The Turkish deputy prime minister has said that the army could be deployed to halt protests that have swept the nation over the past two weeks.

Bulent Arinc on Monday said the Turkish Armed Forces (TSK) could be pressed into action if the police failed to restore order.

“What is required of us is to stop if there is a protest against the law. Here is the police, if not enough gendarme, if not TSK,” he said in a televised interview to the A Haber channel.

The threat came as members of two union federations in Turkey went on a one-day strike over the forced evictions of protesters from Istanbul’s Gezi Park a day earlier.

Labour groups representing doctors, engineers and dentists are also said to have joined the strike on Monday.

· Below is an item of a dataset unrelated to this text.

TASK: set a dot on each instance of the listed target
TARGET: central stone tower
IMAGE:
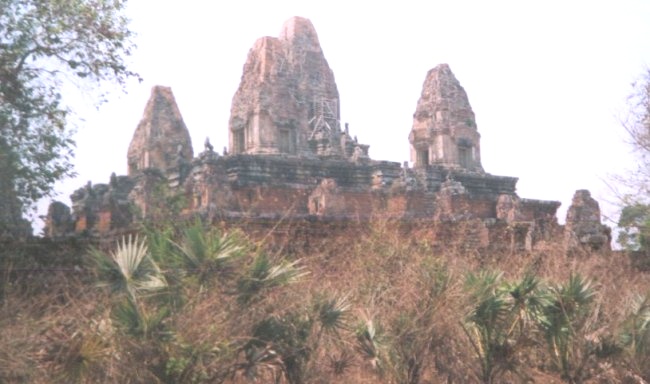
(444, 127)
(287, 101)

The striking groups represent about 800,000 workers.

The Turkish Interior Minister Muammer Guler said the strike was “illegal” and warned of police action.

The call for the strike came as police and protesters clashed sporadically in Istanbul overnight following a weekend of scuffles in the city.

Riot police backed by a helicopter, some in plain clothes and carrying batons, fired teargas and chased groups of rock-throwing youths into side streets around the iconic Taksim Square and Gezi Park late on Sunday night, trying to prevent them from regrouping.

There were also disturbances in other parts of the city that had so far largely been spared the violence, including around the Galata bridge, which crosses to the historic Sultanahmet district, and the upmarket Nisantasi neighbourhood.